The yeast mash we will assume is composed of equal parts of barley malt and rye meal. Hot water at 166° F. is first put into the mash tub. The rake or stirrers are then rotated and the meal run in slowly. The stirring is continued for twenty minutes after the meal is all in, during which the mash has become saccharified.

The mash is then allowed to stand for about twenty hours, and to grow sour by lactic fermentation. The lactic acid so produced protects the mother yeast from infection by suppressing wild yeast and bacteria. During this period great care is taken to prevent the temperature of the mash falling below 95° F. and consequent butyric and acetous fermentation following. After it has so stood the sour mash is cooled by circulating water in the coils and stirring until it is reduced to from 59° to 68° F. depending on whether the mash is thin or thick. Start yeast during the cooling of the mash when at above 86° F. is added and stirred in. For the next twelve hours the yeast ferments and when a temperature of 84° F. has been attained the mash is cooled to 65° F. at which temperature it is maintained until allowed to enter the fermenting tubs through the pipe leading thereto from the yeast tub.

There are four principal kinds of fermentation: alcoholic, acetous, lactic and viscous.

Alcoholic Fermentation. This may be briefly described as follows: The mash in the fermenting vat having been brought to the proper temperature, the ferment is thrown in, and the whole is well stirred together.

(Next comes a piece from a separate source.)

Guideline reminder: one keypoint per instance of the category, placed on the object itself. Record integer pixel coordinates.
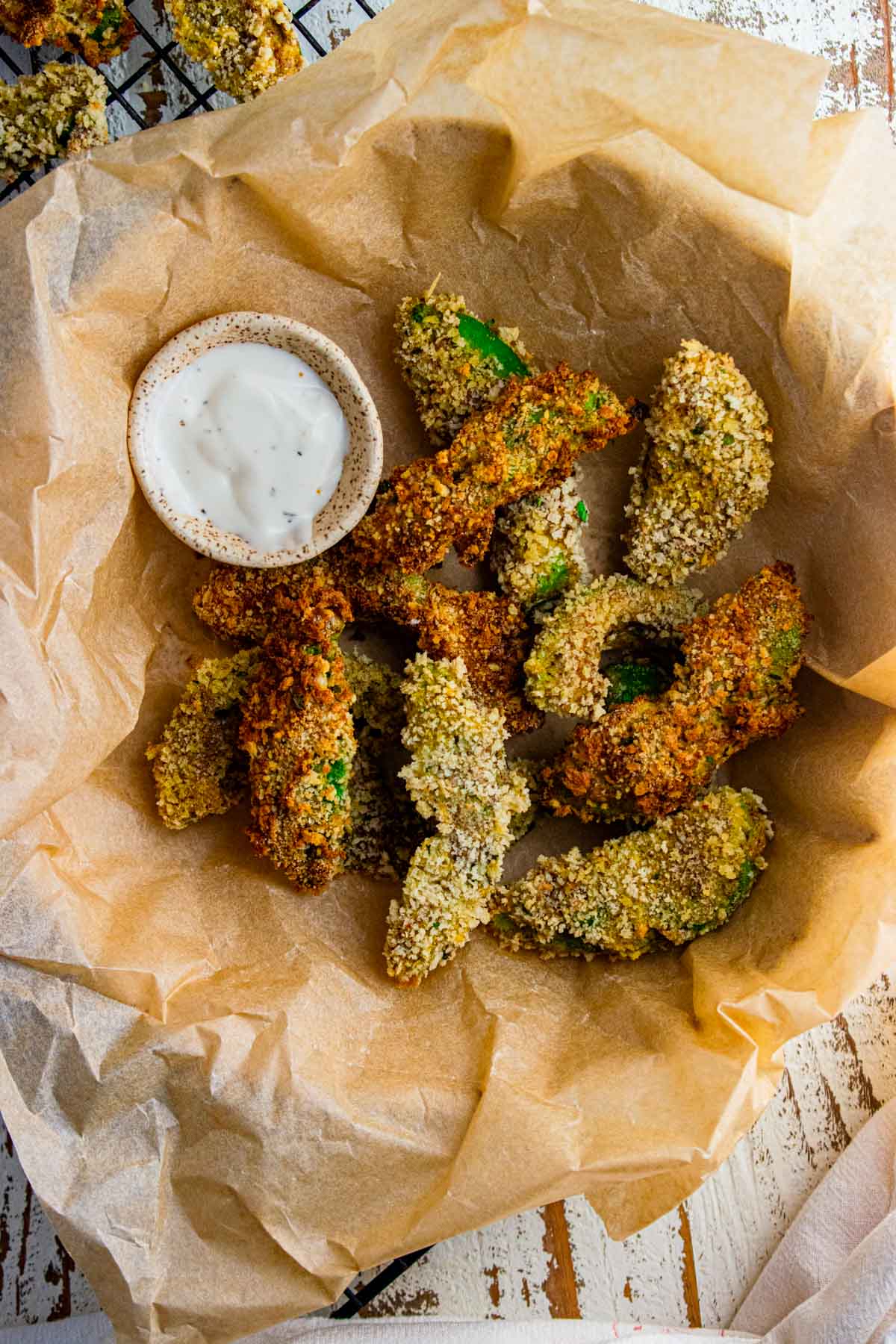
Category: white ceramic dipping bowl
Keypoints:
(361, 470)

This is known as pitching.

Fig. 5.—Yeasting and Fermenting Apparatus.

The proper pitching temperature varies with the method of fermentation adopted, the length of the fermenting period, the materials of the mash, its thickness or attenuation. It must always be remembered that there is a great increase in the temperature of the “beer” during fermentation and that the temperature at its highest should never under any circumstances, become greater than 86° F. and with thick mashes that even a less heat is desirable. Therefore the pitching temperature should be such that the inevitable rise due to fermentation shall not carry the temperature to or beyond the maximum point desired for the particular mash being treated. It is to accurately control the pitching temperature and the fermenting temperature that the fermenting tanks are provided with cooling appliances.

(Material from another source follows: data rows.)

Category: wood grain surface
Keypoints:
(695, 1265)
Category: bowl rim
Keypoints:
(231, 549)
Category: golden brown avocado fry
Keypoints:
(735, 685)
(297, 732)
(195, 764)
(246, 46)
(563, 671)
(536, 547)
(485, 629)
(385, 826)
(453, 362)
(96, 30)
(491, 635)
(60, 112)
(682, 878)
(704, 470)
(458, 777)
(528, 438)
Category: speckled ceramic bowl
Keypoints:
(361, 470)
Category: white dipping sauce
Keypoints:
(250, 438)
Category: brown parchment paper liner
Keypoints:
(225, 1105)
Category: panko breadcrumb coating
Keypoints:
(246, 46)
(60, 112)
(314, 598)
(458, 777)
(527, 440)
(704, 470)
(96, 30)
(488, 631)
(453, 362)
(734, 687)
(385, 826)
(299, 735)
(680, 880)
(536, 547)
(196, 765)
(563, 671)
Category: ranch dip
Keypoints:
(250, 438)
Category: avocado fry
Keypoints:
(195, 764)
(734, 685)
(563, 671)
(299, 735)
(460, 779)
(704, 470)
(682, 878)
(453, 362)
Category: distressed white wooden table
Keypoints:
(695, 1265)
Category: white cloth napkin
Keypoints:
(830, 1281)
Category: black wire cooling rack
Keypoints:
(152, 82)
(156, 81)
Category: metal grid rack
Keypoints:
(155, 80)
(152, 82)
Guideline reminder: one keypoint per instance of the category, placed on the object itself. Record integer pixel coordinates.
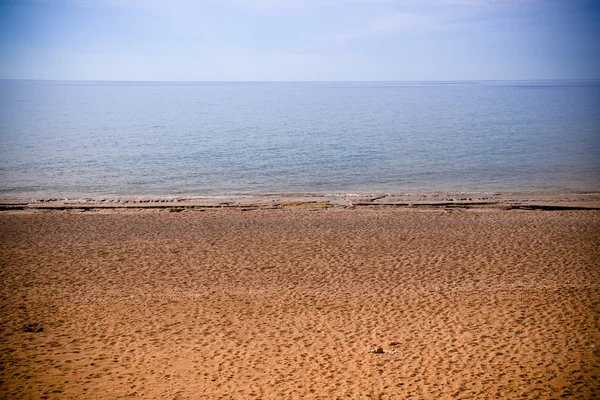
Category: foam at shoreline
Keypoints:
(519, 200)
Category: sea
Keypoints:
(76, 139)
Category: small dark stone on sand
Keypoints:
(34, 327)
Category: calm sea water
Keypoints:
(155, 139)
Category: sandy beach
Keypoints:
(290, 303)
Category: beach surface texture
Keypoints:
(299, 299)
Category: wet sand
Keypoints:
(289, 303)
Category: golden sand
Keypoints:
(289, 304)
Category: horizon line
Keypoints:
(299, 81)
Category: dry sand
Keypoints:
(287, 304)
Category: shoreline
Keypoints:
(433, 200)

In about three hours’ time, the commencement of the fermentation is announced by small bubbles of gas which appear on the surface of the vat, and collect around the edges. As these increase in number, the whole contents are gradually thrown into a state of motion, resembling violent ebullition, by the tumultuous disengagement of carbonic anhydride. The liquor rises in temperature and becomes covered with froth. At this point, the vat must be covered tightly, the excess of gas finding an exit through holes in the lid; care must now be taken to prevent the temperature from rising too high, and also to prevent the action from becoming too energetic, thereby causing the contents of the vat to overflow. In about twenty-four hours the action begins to subside, and the temperature falls to that of the surrounding atmosphere. An hour or two later, the process is complete; the bubbles disappear, and the liquor, which now possesses the characteristic odor and taste of alcohol, settles out perfectly clear. The whole operation, as here described, usually occupies from forty-eight to seventy-two hours. The duration of the process is influenced, of course, by many circumstances, chiefly by bulk of the liquor, its richness in sugar, the quality of the ferment, and the temperature.